The third issue that will complicate plans for any peacekeeping arrangement is Russia. Moscow made an aggressive but unsuccessful bid to lead a peacekeeping operation in 1994, a move to which the Azerbaijani side in particular objected. In a draft peace deal discussed in Key West in 2001, Russia made a gentleman's agreement under which a peacekeeping force would include "no neighbors and no co-chair countries," as former mediators have confirmed, a formula that would exclude both Russia and Turkey. However, there are indications that the Russians have not given up on their earlier ambition. In 2006, then Russian defense minister Sergey Ivanov predicted that Russian peacekeepers would be deployed to the Karabakh conflict zone "in the foreseeable future." There is a common view, both in the region and in some circles in the West, that Russia's only interest in the conflict is in sustaining the status quo of no peace, no war," he says.
For conclusion, the author says that following the breakdown of the ceasefire around Nagorny Karabakh in April 2016, the formidable challenge ahead for international actors is to upgrade the faltering peace process to prevent a slide into full-scale war. "That means getting the leaders of Armenia and Azerbaijan (as well as the Armenians of Karabakh) to agree to a package of political and security measures that they can accept and then sell at home. The only viable mechanism for doing this is the current OSCE Minsk group co-chair format-dismantling it would be an exercise of questionable merit that would take up valuable time. France, Russia, and the United States have the experience, the international weight, and the institutional memory to stay at the vanguard of the process.
However, it is important that other international players with a genuine interest in resolving the conflict are allowed to contribute more to the process. The EU, for example, has extremely valuable postconflict experience from the Western Balkans and a profile in the Caucasus that is much higher than it was twenty years ago.
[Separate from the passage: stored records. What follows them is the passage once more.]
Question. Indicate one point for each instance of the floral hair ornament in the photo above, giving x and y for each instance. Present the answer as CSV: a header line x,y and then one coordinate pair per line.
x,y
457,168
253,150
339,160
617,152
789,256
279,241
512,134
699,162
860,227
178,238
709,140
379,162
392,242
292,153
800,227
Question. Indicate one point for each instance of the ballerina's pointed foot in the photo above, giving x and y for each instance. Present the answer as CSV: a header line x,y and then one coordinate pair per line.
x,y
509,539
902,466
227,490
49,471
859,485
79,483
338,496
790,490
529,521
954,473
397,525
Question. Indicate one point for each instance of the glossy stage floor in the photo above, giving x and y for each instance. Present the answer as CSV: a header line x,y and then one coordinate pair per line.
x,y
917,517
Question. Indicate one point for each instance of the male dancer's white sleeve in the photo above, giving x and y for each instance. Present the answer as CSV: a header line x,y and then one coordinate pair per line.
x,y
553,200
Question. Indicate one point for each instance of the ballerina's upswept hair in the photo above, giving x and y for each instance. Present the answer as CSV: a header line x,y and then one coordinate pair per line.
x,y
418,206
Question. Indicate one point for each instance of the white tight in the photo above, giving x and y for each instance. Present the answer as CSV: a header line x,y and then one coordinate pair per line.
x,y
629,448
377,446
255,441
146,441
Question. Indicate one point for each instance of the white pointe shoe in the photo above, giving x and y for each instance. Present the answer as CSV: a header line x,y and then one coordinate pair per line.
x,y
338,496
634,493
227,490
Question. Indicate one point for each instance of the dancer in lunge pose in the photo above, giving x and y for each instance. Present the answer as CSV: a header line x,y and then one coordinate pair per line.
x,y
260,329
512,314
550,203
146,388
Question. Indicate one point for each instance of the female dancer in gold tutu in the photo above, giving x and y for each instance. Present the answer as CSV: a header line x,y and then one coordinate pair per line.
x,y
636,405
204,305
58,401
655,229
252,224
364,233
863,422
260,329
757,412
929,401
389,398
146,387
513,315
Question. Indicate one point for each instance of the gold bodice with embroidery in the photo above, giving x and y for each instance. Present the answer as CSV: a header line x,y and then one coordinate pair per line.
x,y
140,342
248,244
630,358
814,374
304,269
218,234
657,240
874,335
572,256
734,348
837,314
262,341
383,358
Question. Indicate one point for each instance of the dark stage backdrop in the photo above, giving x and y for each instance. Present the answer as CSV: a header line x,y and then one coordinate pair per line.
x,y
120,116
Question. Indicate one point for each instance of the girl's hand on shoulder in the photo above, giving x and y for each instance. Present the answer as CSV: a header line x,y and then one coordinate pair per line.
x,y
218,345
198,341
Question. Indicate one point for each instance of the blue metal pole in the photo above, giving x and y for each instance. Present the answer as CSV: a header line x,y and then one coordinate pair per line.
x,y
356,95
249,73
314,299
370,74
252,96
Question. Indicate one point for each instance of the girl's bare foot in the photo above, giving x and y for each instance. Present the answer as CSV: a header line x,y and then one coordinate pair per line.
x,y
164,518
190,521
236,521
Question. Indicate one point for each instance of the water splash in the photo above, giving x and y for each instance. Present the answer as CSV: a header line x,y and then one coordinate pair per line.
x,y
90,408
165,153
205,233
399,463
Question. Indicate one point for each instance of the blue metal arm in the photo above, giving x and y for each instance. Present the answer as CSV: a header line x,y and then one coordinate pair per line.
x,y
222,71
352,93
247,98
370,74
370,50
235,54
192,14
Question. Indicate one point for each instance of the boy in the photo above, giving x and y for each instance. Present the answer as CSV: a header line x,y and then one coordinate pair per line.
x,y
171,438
Other interested actors include Georgia, which was alarmed by how the recent fighting between its two neighbors threatened its own stability; Iran, which borders the conflict zone and has fewer obligations to either side than does Russia or Turkey; and even China, which is becoming a major investor in a region it sees as an East-West transit route.
On the security side, the OSCE chairman in office (held by Germany in 2016) also has a mandate to do more. It can use its political weight to invigorate the OSCE monitoring mission and the HLPG and enable them to carry out their mandates. More broadly, high- level (and confidential) diplomacy by the Minsk group co-chairs and the chairman in office is needed to work out both the political and technical aspects of a draft security package and peacekeeping force. This means prior consultations with the UN and the EU and with nations that are perceived as neutral and could potentially provide peacekeepers. It means Moscow would clarify to the other mediators whether it still aspires to deploy Russian peacekeepers. Once a draft document is agreed on internationally, it could be put to the conflict parties as a pledge of seriousness by the mediators. It would provide the floor for a new political and security deal to be presented to Armenians and Azerbaijanis at the OSCE Minsk conference, finally convened more than twenty-three years after it was first proposed," he says.